5、 Monitoring system
Here, we distinguish between service full link monitoring and task stability related monitoring. The specific situation is described in detail below.
1. Full link monitoring
The whole system uses the internal observer platform of JD to realize the whole link monitoring of business, mainly including predictor service related monitoring, feature dump QPS monitoring, feature and label quality monitoring, association monitoring, train related monitoring and ab index related monitoring, as follows:
2. Mission stability monitoring
Task stability monitoring here mainly refers to the task stability monitoring of Flink. The link throughput is up to GB / s, the characteristic message QPS is up to 10W, and the online learning is uninterrupted. No matter for online sample tasks or online learning tasks, relevant monitoring alarms are essential.
■ container memory, CPU monitoring, thread number, GC monitoring
Sample related business monitoring
6、 Planning summary
Flink has excellent performance in real-time data processing, disaster recovery, throughput, rich operators, easy to use, and naturally supports batch stream integration. At present, there is an open source framework for online learning, so online learning is a good choice.

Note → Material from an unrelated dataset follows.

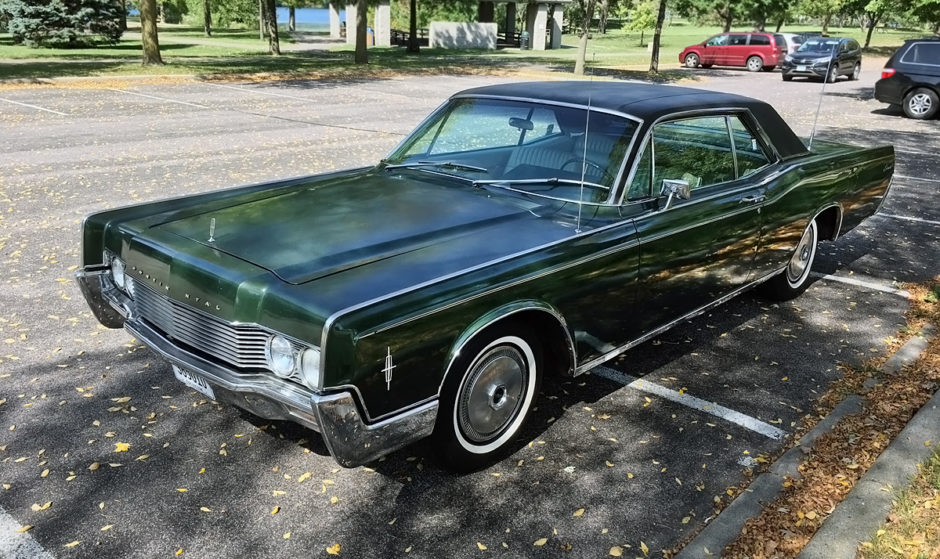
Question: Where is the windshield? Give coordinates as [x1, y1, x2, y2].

With the expansion of machine learning data scale and the improvement of the requirements for data timeliness and model timeliness, Flink has been widely used, Online learning is not only a supplement to offline model training, but also a trend of model system efficiency development. For this purpose, we have made the following plans:
Thanks to the R & D Department of real-time computing and the search sorting algorithm team for their support.